The problem is that we spend so little time with Mara and Affleck that we don't care sufficiently for them and even the flashbacks to their relationship show discord and a complete lack of chemistry. Why does Affleck linger? There's really no good answer for that. And Lowery's attempt to show the depth of grief that Mara feels through the onerous long-take of her eating through a pie feels like the distraction of a magician's assistant to divert our eyes away from the lack of any real movie magic of romantic connection.
There are some good flickers in A Ghost Story: his portrayal of the passage of time is creative and engaging, but is practically ruined by his insistence on using long takes. We get it, you want us to completely witness the mundane task of Rooney Mara dragging out garbage all the way out to the curb. The most egregious example of this is what serves as the film's thematic linchpin, when a party guest in the house waxes philosophical in a seemingly never-ending nihilistic strain about the futility of humanity. Oh how the audience wishes that at some point Affleck would burst in and exact some poltergeistic rampage, but instead one of the only times that Affleck takes such action is in a scene when he's apparently infuriated by the sight of a dairy product (kidding, kind of).

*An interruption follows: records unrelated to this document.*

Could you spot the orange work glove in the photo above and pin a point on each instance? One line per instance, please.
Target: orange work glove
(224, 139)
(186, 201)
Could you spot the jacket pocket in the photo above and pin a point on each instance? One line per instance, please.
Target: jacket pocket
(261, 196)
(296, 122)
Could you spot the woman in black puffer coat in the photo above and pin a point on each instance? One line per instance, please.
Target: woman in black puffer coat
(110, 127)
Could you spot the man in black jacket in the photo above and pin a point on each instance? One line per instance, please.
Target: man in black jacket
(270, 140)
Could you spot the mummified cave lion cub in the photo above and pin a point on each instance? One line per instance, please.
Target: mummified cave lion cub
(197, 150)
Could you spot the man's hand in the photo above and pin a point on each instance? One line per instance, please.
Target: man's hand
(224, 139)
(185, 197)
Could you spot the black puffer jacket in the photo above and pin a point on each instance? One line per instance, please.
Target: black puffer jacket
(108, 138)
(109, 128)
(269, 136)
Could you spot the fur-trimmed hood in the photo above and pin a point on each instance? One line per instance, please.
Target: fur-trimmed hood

Speaking of egregious though, is the misuse of the talents of Mara and Affleck. Affleck, for goodness sake, is under a sheet for 85% of the movie and whatever Lowery's claims that his acting skills shine through the bedsheet, he is literally just a blanket with two black holes. And consider also that there is a framework of wires and petticoats under that sheet to allow Affleck to move the way he does. At least Tom Hardy could emote through his eyes even while impeded by Bane's mask and distorted voice in The Dark Knight Rises (which he did to artistic aplomb). For all we know, Affleck could just be an unpaid intern for a majority of the movie. Rooney Mara is hardly in the movie at all, reminiscent of the time we were promised that Guy Pearce would be in Prometheus only to be given a disappointing 8 minutes of him under heavy makeup, barely recognizable. At least she got a pie out of it, I guess.
A lot of A Ghost Story is beyond belief, and not in a supernatural sense. Why does Lowery shoot on a 1.37:1 ratio with rounded out edges (if not to make the movie instagram-ready)? Why waste what could have been an ingenious take on a haunting from the side of the ghost? Why were Mara and Affleck together in the first place? Also, do ghosts just inhabit the sheets of wherever they died? What if they don't have a blanket near them when they pass away?
The seeds of a good story are what keep A Ghost Story from completely tanking in terms of ratings. Also Lowery's tendencies to shoot the present in chilly colors, while illuminating the past with warm tones, are rudimentary but still lovely. Unfortunately, the bare bones of A Ghost Story make one doubt the integrity of any of his earlier features.